Databricks is pleased to announce the release of Databricks Runtime 5.5. This release includes Apache Spark 2.4.3 along with several important improvements and bug fixes as noted in the latest release notes [Azure|AWS]. We recommend all users upgrade to take advantage of this new runtime release. This blog post gives a brief overview of some of the new high-value features that increase performance, compatibility, manageability and simplifying machine learning on Databricks.
In Databricks Runtime 5.5 we are previewing a feature called Instance Pools, which significantly reduces the time it takes to launch a Databricks cluster. Today, launching a new cluster requires acquiring virtual machines from your cloud provider, which can take up to several minutes. With Instance Pools, you can hold back a set of virtual machines so they can be used to rapidly launch new clusters. You pay only cloud provider infrastructure costs while virtual machines are not being used in a Databricks cluster, and pools can scale down to zero instances, avoiding costs entirely when there are no workloads.
As of Databricks Runtime 5.5, you can make Delta Lake tables available for querying from Presto and Amazon Athena. These tables can be queried just like tables with data stored in formats like Parquet. This feature is implemented using manifest files. When an external table is defined in the Hive metastore using manifest files, Presto and Amazon Athena use the list of files in the manifest rather than finding the files by directory listing.

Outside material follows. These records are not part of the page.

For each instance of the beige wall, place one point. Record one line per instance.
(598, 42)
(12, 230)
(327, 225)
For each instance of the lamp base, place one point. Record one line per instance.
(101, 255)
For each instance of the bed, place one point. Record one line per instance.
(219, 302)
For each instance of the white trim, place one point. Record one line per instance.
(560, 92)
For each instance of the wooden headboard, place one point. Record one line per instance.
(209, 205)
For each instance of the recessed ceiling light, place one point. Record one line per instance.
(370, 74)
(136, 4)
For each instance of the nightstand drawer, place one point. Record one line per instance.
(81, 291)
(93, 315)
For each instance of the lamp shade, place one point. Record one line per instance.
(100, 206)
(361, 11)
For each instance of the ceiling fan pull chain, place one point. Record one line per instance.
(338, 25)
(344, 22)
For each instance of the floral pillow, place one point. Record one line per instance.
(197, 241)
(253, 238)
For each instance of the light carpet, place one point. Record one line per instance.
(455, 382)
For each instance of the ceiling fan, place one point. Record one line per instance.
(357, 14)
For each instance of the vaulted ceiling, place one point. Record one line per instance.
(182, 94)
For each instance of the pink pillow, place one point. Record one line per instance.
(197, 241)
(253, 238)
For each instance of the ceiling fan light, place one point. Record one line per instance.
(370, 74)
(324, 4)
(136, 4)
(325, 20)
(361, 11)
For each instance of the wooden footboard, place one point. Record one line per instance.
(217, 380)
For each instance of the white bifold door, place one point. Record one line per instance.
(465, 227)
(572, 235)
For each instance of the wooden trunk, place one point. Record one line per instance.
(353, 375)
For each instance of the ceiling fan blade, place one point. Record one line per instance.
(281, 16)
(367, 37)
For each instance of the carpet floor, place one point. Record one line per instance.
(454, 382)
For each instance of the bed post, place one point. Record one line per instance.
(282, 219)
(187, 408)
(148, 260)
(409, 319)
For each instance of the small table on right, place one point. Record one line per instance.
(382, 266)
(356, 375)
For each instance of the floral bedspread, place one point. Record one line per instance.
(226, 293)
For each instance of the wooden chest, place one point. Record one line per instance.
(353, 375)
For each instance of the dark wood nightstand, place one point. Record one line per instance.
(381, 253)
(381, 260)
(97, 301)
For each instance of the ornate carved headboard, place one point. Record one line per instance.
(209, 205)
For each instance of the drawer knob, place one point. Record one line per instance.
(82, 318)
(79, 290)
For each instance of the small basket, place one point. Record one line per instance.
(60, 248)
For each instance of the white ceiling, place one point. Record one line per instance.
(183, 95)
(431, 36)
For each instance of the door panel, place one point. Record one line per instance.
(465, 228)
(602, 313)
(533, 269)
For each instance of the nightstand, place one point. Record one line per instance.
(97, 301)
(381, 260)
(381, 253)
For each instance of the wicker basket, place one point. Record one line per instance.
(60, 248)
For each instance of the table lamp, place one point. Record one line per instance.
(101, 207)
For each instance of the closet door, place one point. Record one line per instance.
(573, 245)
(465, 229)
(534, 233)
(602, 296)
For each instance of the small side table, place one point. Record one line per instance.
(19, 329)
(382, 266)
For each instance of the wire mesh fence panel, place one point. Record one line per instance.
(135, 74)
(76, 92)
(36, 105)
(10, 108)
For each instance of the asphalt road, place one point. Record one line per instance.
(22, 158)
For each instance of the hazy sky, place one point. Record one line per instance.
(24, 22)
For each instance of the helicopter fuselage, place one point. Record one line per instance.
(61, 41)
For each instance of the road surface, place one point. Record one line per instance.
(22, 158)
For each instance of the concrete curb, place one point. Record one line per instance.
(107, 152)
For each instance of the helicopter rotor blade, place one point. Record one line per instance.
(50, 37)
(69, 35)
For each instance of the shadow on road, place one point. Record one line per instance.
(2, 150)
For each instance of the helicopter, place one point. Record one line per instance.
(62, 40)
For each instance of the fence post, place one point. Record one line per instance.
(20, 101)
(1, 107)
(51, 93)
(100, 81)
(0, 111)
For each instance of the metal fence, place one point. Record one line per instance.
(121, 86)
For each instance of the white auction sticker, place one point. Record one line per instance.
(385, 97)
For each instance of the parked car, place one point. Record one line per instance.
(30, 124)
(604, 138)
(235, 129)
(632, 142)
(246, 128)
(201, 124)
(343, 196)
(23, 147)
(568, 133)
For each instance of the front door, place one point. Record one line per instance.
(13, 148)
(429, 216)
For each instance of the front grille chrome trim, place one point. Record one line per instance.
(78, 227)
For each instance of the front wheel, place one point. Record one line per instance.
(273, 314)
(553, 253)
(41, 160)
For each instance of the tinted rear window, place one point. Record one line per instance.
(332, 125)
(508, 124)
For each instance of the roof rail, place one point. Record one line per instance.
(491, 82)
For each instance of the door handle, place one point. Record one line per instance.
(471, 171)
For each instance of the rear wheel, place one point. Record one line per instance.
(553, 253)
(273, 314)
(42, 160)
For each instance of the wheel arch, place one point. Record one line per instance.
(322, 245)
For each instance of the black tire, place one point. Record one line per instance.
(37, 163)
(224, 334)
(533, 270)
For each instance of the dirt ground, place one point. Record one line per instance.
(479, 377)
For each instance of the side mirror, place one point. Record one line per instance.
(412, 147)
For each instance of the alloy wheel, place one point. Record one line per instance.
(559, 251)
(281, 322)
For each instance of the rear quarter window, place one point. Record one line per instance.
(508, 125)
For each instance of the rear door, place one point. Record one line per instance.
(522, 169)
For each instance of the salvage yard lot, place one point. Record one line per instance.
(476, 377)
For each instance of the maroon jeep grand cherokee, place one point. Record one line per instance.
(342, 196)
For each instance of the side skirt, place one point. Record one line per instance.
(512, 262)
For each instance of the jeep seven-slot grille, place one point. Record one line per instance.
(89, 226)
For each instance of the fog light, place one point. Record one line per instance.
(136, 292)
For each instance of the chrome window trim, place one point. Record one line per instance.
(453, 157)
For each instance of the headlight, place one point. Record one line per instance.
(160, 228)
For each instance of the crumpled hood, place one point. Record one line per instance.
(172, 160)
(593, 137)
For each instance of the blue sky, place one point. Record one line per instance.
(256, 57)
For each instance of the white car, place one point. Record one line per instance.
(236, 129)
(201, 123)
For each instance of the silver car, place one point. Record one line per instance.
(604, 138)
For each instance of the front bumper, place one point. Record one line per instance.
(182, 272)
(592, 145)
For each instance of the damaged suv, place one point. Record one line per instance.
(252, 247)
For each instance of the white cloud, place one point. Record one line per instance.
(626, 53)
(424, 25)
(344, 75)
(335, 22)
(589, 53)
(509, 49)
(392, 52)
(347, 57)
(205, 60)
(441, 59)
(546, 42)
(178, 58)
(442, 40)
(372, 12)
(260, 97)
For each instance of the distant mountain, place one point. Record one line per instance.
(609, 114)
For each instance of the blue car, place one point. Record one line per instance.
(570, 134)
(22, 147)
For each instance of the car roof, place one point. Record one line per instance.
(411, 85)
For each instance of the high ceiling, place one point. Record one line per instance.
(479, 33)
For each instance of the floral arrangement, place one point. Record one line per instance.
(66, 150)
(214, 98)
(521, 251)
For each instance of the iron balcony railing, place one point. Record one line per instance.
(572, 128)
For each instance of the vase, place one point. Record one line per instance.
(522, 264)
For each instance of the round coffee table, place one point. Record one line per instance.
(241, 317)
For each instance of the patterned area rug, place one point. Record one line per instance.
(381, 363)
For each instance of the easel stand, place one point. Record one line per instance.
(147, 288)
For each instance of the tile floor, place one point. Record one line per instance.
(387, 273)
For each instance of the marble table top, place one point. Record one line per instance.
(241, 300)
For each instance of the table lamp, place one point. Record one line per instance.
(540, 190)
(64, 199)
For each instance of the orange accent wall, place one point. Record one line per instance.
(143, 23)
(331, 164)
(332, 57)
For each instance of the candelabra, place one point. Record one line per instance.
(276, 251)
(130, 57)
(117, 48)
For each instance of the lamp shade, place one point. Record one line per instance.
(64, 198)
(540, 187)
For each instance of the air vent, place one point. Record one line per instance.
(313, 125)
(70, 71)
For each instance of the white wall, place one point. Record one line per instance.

We’ve partnered with Amazon Web Services to bring AWS Glue to Databricks. Databricks Runtime can now use AWS Glue as a drop-in replacement for the Hive metastore. For further information, see Using AWS Glue Data Catalog as the Metastore for Databricks Runtime.
The Databricks Filesystem (DBFS) is a layer on top of cloud storage that abstracts away peculiarities of underlying cloud storage providers. The existing DBFS FUSE client lets processes access DBFS using local filesystem APIs. However, it was designed mainly for convenience instead of performance. We introduced high-performance FUSE storage at location file:/dbfs/ml for Azure in Databricks Runtime 5.3 and for AWS in Databricks Runtime 5.4.  DBFS FUSE v2 expands the improved performance from dbfs:/ml to all DBFS locations including mounts. The feature is in private preview; to try it contact Databricks support.
The Databricks Secrets API [Azure|AWS] lets you inject secrets into notebooks without hardcoding them. As of Databricks Runtime 5.5, this API is available in R notebooks in addition to existing support for Python and Scala notebooks. You can use the dbutils.secrets.get function to obtain secrets. Secrets are redacted before printing to a notebook cell.
Python 2 is coming to the end of life in 2020. Many popular projects have announced they will cease supporting Python 2 on or before 2020, including a recent announcement for Spark 3.0. We have considered our customer base and plan to drop Python 2 support starting with Databricks Runtime 6.0, which is due to release later in 2019.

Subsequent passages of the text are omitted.